I would not be a pleasant person under those conditions.  The sisters who cared for Therese, however, recount that she remained alert, smiled, showed politeness, and even joked with them.  Once, a sister watching by her bedside fell asleep after handing the saint a glass of water.  Instead of waking her to take the glass when she had finished, Therese decided to hold it all night long, so as not to wake her.  Stories like this abound in the accounts gathered for her cause for sainthood: a host of little actions that reveal her immense and heroic charity and virtue in the face of intense physical suffering – not to mention the spiritual and psychological sufferings that accompanied it.

The evident sanctity she showed as she died speaks for itself: this was a tough young woman who was strengthened solely by trust and love in the Lord – a woman who’s a lot tougher than me or you.  But more, it shows how her “way of trust and love” is a path of holiness that conquers the ugliest parts of suffering, evil, and our experience of life.  Abandoning ourselves to God in every moment, accepting what comes in the present situation as his gift and loving him totally in that situation is not a road that avoids suffering or reality.  Instead, it embraces and transforms it, allowing God to form us, increase our ability to love, and make us the men that he desires us to be.

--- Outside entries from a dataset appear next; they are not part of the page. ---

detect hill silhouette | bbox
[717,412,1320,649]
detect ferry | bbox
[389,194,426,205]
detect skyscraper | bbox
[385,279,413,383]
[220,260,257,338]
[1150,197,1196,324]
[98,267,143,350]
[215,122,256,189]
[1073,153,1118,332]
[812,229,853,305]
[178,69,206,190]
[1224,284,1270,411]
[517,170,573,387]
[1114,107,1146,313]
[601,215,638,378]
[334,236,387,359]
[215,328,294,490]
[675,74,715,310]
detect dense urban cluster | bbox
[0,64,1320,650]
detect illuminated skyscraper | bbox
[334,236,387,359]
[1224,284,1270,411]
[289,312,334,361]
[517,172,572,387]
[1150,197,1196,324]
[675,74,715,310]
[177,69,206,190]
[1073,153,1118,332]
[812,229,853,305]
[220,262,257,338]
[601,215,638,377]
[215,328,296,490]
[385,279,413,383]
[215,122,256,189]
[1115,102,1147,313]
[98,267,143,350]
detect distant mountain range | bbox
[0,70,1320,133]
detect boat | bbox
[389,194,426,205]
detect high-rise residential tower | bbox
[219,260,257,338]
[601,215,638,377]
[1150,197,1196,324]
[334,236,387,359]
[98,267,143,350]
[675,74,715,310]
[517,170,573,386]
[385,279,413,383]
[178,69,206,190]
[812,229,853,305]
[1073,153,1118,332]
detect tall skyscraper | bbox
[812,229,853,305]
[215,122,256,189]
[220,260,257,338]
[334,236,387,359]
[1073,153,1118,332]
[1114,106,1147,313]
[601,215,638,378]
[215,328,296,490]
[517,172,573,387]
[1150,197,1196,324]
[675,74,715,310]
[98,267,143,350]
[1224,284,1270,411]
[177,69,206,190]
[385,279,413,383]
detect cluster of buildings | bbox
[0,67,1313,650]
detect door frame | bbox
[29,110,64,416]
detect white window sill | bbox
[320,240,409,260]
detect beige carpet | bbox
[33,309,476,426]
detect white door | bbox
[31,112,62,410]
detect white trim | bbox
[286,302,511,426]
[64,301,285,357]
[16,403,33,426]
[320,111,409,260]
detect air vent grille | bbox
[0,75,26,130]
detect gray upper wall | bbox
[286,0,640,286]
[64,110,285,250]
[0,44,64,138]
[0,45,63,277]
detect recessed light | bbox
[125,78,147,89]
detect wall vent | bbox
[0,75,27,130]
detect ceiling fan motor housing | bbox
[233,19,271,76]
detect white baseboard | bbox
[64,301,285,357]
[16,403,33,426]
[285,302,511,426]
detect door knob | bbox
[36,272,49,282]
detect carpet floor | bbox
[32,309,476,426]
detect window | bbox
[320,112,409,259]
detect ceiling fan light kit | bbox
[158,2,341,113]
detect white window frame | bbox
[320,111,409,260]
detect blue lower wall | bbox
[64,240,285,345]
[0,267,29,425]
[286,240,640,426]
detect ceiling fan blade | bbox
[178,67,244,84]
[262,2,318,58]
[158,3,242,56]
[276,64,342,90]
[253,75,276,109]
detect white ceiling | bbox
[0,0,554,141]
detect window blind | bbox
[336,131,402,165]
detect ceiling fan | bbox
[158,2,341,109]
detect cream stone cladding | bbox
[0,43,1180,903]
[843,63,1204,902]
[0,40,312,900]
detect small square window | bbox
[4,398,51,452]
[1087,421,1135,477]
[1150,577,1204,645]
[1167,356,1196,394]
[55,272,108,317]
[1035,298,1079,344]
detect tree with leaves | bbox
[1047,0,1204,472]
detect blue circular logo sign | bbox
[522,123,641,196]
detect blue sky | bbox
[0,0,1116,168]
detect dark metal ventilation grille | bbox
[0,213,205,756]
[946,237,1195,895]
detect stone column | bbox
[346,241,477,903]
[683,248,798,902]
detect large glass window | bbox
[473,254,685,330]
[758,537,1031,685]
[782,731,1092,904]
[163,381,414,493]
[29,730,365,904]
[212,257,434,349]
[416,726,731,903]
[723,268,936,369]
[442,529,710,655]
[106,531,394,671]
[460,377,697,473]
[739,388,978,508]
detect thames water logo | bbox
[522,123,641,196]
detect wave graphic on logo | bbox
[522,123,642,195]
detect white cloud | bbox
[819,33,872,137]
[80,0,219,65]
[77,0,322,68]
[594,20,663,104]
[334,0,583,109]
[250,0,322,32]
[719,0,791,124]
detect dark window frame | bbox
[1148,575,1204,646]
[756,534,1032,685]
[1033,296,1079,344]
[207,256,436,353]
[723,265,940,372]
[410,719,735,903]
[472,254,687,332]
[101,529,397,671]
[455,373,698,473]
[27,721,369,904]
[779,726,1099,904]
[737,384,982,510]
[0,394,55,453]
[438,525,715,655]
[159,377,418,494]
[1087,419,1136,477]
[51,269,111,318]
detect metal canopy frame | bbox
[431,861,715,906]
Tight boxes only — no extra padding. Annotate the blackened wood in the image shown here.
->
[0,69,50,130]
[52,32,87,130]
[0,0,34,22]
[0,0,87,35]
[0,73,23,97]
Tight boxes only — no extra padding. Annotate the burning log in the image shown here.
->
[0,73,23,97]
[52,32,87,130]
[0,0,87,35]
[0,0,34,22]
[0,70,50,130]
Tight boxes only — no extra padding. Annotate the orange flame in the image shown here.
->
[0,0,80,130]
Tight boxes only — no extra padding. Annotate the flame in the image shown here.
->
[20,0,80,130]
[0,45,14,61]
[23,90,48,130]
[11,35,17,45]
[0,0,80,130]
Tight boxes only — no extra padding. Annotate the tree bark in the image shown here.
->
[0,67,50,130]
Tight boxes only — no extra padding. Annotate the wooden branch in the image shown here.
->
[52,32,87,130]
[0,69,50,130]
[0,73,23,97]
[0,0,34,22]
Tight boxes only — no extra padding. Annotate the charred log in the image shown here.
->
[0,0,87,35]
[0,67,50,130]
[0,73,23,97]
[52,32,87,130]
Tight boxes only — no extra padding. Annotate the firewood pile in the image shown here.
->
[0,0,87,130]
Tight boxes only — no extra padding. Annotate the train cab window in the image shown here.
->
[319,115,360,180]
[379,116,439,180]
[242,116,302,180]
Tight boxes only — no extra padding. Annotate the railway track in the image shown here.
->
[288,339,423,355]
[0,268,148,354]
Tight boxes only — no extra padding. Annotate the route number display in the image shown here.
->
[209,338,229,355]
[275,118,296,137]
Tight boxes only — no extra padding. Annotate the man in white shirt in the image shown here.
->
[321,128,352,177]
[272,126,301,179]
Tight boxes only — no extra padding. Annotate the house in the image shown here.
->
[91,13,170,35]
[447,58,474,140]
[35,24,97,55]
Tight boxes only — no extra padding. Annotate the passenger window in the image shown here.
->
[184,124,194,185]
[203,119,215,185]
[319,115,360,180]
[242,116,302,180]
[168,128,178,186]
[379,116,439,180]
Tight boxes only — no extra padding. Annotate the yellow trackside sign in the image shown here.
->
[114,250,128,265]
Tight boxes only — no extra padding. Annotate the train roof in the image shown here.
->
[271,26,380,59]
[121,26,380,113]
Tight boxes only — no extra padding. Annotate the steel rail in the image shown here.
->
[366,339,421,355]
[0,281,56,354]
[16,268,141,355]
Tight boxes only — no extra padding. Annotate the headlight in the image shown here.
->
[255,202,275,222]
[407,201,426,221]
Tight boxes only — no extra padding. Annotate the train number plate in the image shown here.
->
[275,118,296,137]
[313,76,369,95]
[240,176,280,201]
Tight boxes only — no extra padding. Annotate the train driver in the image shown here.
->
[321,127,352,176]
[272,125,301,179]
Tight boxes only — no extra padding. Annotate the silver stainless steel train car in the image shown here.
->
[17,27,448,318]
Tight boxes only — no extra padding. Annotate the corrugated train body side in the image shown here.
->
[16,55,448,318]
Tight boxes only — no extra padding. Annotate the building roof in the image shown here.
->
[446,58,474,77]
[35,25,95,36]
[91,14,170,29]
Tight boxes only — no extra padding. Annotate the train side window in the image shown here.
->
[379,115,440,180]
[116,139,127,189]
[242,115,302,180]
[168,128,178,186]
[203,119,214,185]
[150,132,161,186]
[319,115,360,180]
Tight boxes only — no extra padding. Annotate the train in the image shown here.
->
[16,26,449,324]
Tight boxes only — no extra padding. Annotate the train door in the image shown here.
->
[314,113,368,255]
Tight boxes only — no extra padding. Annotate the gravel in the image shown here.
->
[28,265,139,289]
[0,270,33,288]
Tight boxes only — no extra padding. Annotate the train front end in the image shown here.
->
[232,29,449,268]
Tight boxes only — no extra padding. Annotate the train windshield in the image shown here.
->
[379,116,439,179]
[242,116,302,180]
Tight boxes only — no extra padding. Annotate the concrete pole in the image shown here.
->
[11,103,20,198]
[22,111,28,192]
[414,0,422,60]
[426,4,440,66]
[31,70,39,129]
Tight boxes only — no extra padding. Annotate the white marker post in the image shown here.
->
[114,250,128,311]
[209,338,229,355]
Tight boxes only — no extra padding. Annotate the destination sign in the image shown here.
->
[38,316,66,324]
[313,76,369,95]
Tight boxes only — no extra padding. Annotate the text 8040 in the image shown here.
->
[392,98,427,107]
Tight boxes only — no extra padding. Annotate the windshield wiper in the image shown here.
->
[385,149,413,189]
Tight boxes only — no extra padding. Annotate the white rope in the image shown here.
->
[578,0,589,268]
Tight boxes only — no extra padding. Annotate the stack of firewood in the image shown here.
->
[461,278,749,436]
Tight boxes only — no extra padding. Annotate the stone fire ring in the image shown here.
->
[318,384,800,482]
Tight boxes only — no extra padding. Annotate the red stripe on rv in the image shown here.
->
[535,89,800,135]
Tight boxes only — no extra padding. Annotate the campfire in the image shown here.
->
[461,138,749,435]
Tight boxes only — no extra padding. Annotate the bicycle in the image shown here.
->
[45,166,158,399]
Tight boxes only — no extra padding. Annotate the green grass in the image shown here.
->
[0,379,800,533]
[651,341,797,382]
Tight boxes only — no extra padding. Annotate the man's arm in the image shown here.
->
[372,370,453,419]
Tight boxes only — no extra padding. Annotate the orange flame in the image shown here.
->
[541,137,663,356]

Man of God, you are called to greatness.  What remains is simply to desire it, as Therese did so deeply, then to follow her along the road of true spiritual childhood, abandoning yourself to the Father in every moment, striving to die to yourself and love God in all that might come, trusting that he – and he alone – knows where your greatness lies and will unfailingly bring you to it.  Only then can we claim, along with the Little Flower, that we truly have a “manly soul.”